In the great game of “if I could have any superpower …” I’ve never chosen the ability to leap tall buildings in a single bound, so I don’t know what my logic was.
Certainly not as solid as the reason 86 local residents have for doing the same thing on Tuesday. From 9 a.m. to 5 p.m., they’ll step off the roof of Stelco Tower — a 103-metre building located at MacNab Street and King Street West — as a fundraiser for Big Brothers Big Sisters of Hamilton & Burlington.
By Monday evening, the group was on track to raise $100,000.
Natalie Michlewicz, manager of communications for Big Brothers, said it’s an incredible turnout for the first-time event. The organization plans to use rappelling as an annual fundraiser now that they have exclusive rights in this area to Over the Edge, an organization that offers urban rappelling as a signature event for nonprofits.
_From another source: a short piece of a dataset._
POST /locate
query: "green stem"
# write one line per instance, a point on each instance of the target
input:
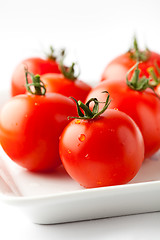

The group is a team of pros who truss you up in your full-body harness, train you on the ropes (at a much lower height), teach you how the belay devices (and their backups and the backups to their backups) work and eventually coach you off the roof.
Still, even with all these reassurances, it was tough to take that step when the time came (especially in light of a last-minute debate about whether or not we’d seen lightning in the gathering clouds).
I rock climb. I’ve gone cliff-diving. I once jumped off a mountain strapped to nothing but a filmy parachute and a tiny Austrian man. But there was a moment, with my heels hanging over the edge of the roof, where I thought I might not physically be able to do it.
Almost as quickly though, another thought followed — if I don’t, I will never again be able to leave my house without seeing Stelco Tower pressed against the sky, a kind of bat signal symbolizing my own cowardice.
So I zombie-walked backwards.
After the sheer terror of the first two storeys (it takes a while to get your body at the proper angle), it took another few storeys to get the hang of lifting rope with one hand and feeding it through the belay device with the other.
Halfway down, however, it started to feel almost normal (though not so much that I looked anywhere but straight at the glass wall in front of me or to my right at Spectator photographer John Rennison). As though it might even be as safe to tiptoe down the side of a King Street building as it is to stroll a King Street sidewalk.
When I hit the roof of Jackson Square, I was thrilled, exhilarated and happy to be back in my comfort zone — writing about the experience from a chair in the newsroom. Hey, even Superman had a day job.